One person changing to a Vegan lifestyle will -

  • Conserve fossil fuel. Conserve water. Use grain efficiently. Conserve top soil. Save rainforests

DID YOU KNOW…
One person changing to a Vegan lifestyle –

  • Will improve their auto immune function
  • Could avoid certain health conditions such as heart disease and some cancers
  • Will enhance their nutrition from eating a variety of protein sources
  • Will remove food related symptoms from consuming over processed foods
  • Will fall in love with food.

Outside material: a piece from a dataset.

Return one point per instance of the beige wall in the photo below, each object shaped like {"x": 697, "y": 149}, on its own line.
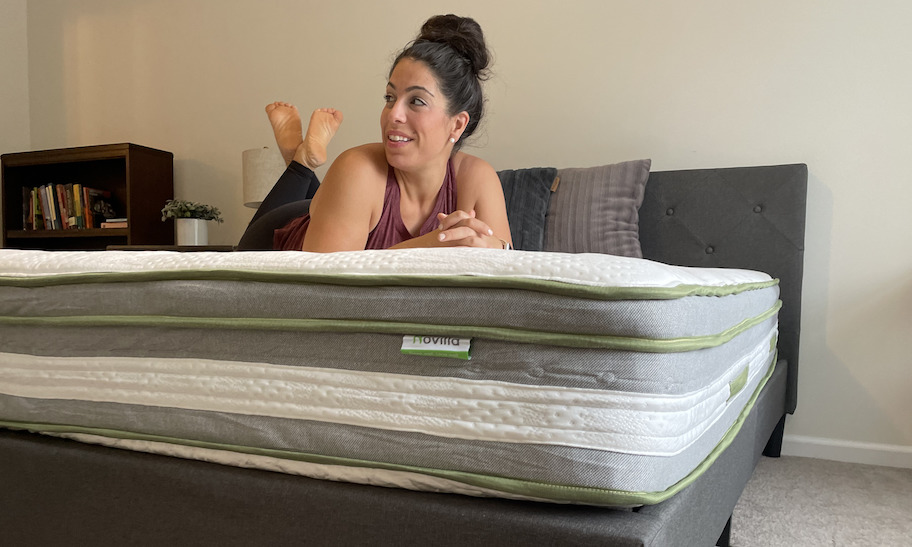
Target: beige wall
{"x": 689, "y": 84}
{"x": 14, "y": 101}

Totally.


DID YOU KNOW…

  • Many Vegans would not have considered being a Vegetarian previously.
  • Many Vegans begin their journey from their concern about additives, processed foods and issues with packaging. Animal cruelty and farming conditions are the “final straw” to their decision.
  • Vegans improve their cooking skills.
  • Many top athletes are Vegans.
  • Adopting a Vegan lifestyle is much easier than you think!

Vegans are emerging bright, healthy, full of life and perfectly normal. They aren’t part of peace protests, tree hugging adventures and unemployment. They are a growing community of people who just so happen to care about the future, animal welfare, sustainability and their health.
Northamptonshire embraces Veganism. It provides fantastic shops stocking great quality plant based produce. There is a wealth of imaginative restaurants, cafes with wonderful Vegan menus, food fayres, food shows and projects all around us, inspiring us.
It’s not about “I can’t eat that”, it’s about “I won’t eat that”, it’s a choice and its certainly food for thought.